The overall prevalence of CHDs in our cohort (8.8%) was higher than in the general population (1%) and was mainly explained by BAV (at least 6.3% in our patients versus 1.4% in the general population) [28]. Common epicardial deficiencies during development [24] might explain currently found CHDs in carriers of this MYH7 mutation. However, as the CHDs were limited to four of the 15 families, other genetic or common environmental factors might be involved.

In families with inherited cardiomyopathies, DNA testing or regular cardiology examinations are advised from age 10 onwards. Based on current data, cardiac screening or genetic testing can be envisaged at an earlier age in children of a p. (Asn1918Lys) mutation carrier. In addition, at-risk couples should be advised of the need for prenatal echocardiography to detect CHDs. Furthermore, both our and other studies [29, 30] suggest a possible role for the MYH7 gene and other sarcomere genes (i. e. MYH6) in the development of CHDs. Inclusion of the MYH7 gene (and possibly other sarcomere genes) in current gene panels for CHDs should now be considered.

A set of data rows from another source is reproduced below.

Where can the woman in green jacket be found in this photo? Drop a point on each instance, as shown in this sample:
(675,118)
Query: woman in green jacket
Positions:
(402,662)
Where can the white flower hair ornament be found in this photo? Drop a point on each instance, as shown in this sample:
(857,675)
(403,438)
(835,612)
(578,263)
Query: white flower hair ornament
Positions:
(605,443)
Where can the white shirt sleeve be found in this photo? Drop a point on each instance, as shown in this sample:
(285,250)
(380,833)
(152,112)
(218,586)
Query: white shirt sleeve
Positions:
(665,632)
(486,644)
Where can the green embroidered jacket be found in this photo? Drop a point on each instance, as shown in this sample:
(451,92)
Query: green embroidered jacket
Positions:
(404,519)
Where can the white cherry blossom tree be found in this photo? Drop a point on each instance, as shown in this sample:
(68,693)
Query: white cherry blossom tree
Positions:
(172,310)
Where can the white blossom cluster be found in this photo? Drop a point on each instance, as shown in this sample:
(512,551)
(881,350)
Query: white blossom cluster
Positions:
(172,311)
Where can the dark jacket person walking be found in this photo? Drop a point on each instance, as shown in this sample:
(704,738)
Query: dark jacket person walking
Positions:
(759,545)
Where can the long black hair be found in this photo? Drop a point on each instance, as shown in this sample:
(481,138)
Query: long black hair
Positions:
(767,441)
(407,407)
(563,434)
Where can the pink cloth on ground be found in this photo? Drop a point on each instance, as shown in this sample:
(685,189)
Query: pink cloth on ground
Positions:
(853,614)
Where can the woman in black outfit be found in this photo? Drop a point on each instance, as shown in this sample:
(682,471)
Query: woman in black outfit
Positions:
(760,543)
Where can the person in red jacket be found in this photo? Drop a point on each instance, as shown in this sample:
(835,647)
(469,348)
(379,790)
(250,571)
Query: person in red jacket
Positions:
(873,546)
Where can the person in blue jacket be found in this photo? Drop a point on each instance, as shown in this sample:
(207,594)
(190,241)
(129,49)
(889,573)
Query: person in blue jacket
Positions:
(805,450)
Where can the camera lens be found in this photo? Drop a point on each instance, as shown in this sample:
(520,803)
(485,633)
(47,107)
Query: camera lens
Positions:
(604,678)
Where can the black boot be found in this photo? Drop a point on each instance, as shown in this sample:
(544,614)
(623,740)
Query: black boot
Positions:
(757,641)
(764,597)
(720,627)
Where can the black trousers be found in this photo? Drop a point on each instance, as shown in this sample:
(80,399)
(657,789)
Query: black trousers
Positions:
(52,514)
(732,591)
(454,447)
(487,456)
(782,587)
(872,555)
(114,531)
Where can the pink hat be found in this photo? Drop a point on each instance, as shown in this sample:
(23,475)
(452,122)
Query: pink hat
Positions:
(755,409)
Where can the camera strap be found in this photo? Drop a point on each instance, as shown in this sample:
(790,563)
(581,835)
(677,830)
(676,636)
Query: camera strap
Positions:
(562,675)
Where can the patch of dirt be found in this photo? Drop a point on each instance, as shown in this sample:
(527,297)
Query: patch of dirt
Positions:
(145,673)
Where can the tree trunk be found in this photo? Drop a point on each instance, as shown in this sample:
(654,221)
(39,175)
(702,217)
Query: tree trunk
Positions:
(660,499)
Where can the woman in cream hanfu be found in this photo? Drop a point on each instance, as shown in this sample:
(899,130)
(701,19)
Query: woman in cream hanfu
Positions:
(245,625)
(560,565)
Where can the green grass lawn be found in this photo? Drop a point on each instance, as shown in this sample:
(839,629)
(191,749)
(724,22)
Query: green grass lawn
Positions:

Our study design had several limitations. First, the retrospective design meant that follow-up data were not available for carriers under control elsewhere. Second, the follow-up period was limited to 11 years. Longer follow-up may improve cardiomyopathy penetrance estimates, especially in current CHD-only cases. Third, the numbers are too small for reliable estimation of the prevalence of CHD associated with this MYH7 mutation. Finally, due to limitations in the genetic analysis of probands and family members, a role for other genes cannot be excluded.

In conclusion, this study describes the first Dutch founder mutation in the MYH7 gene, a mutation associated with CHDs and cardiomyopathies, with frequent childhood onset but a relatively benign course.